When the wheels start falling off is where the Country song begins. Lose your girl, lose your job, lose your car, lose your apartment, until one day all you have left is a sad story to tell.
I blamed the death of the woman that would have been my 3rd wife for my final spiral, but it likely would have happened anyway. Getting fired became inevitable , my car was repossessed, my Mom said I couldn’t stay at the family house. I was pissed when it happened but I appreciate it now.
I’ve been to tons of NA and AA meetings both by myself and with others. Court ordered and of my own volition. It doesn’t work for me. I am not powerless. I am the master of my own destiny. God exists, and I’m not saying god doesn’t help. When I detoxed that time and every time before I asked the eternal for help. But god didn’t buy me the bag of heroin that was in my pocket at that moment nor was he the plug.
I’ve been ‘clean’ for 18 months. When I say clean I mean heroin. I still smoke weed, drink, and would probably hit the pookie if one were around. Because I removed myself from that environment, there isn’t. Total sobriety doesn’t work for me. I would need to be on anti-psychotics and anti-depressants which screws with my sex drive.
While I am a sex enthusiast, I’m not a sex addict, thank god. Sex addicts I know seem worse off because most don’t see it as a problem. I don’t need sex for validation.
My point is that NA and AA isn’t for everybody, but it’s a good place to start. Learn what they teach. Practice what works for you. For me sitting around with a bunch of addicts talking about drugs makes me really want to do drugs! The more horrible the stories, the more I want to drive to Alverado Street and get some balloons.

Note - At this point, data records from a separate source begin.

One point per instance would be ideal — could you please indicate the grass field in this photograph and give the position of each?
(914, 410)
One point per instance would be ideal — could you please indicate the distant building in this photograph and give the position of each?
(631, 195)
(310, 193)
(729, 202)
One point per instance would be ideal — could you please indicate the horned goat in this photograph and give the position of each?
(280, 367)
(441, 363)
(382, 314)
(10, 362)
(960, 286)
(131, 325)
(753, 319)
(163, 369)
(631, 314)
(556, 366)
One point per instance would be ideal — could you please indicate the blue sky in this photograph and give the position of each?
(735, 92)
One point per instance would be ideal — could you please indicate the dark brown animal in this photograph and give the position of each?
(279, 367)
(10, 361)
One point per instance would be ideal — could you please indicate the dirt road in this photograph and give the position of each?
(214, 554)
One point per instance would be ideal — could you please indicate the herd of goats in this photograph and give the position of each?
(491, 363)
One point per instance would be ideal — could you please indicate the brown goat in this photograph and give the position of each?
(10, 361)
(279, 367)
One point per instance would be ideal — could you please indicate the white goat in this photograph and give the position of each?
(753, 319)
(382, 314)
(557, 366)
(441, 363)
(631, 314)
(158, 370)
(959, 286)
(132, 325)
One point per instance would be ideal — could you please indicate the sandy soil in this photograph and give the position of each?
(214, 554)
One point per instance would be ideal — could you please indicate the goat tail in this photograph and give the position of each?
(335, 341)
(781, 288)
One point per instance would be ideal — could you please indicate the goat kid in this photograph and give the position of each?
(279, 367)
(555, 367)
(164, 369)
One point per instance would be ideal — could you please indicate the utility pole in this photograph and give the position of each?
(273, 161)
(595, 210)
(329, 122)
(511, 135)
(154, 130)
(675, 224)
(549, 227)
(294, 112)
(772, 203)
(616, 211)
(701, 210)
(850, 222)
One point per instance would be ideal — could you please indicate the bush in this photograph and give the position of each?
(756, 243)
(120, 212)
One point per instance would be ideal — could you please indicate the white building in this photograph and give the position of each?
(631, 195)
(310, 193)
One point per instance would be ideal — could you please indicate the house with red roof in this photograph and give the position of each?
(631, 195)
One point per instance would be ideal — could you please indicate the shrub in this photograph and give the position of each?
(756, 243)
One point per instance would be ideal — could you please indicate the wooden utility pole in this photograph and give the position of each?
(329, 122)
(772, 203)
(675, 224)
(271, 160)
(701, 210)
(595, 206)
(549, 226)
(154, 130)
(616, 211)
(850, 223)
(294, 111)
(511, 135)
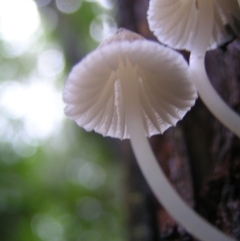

But I don’t feel like doing that today.
I never want to feel like I did at that moment in the motel again. What works for me is saying “I’m not going to do drugs today.” Maybe tomorrow I will. Then the next day when I wake up I say the same thing. I never quit drugs, I’m just not doing them today. If I tell myself I’m never doing a drug again, the only thing on my mind will be obtaining and doing that drug. That’s what works for me and that’s where the whole “just for today” prayer or whatever they call it is all about. I really appreciate NA for teaching me that. But I don’t need to sit around drinking coffee with a bunch of people I didn’t care for being around when I was high.
Good luck. Don’t die.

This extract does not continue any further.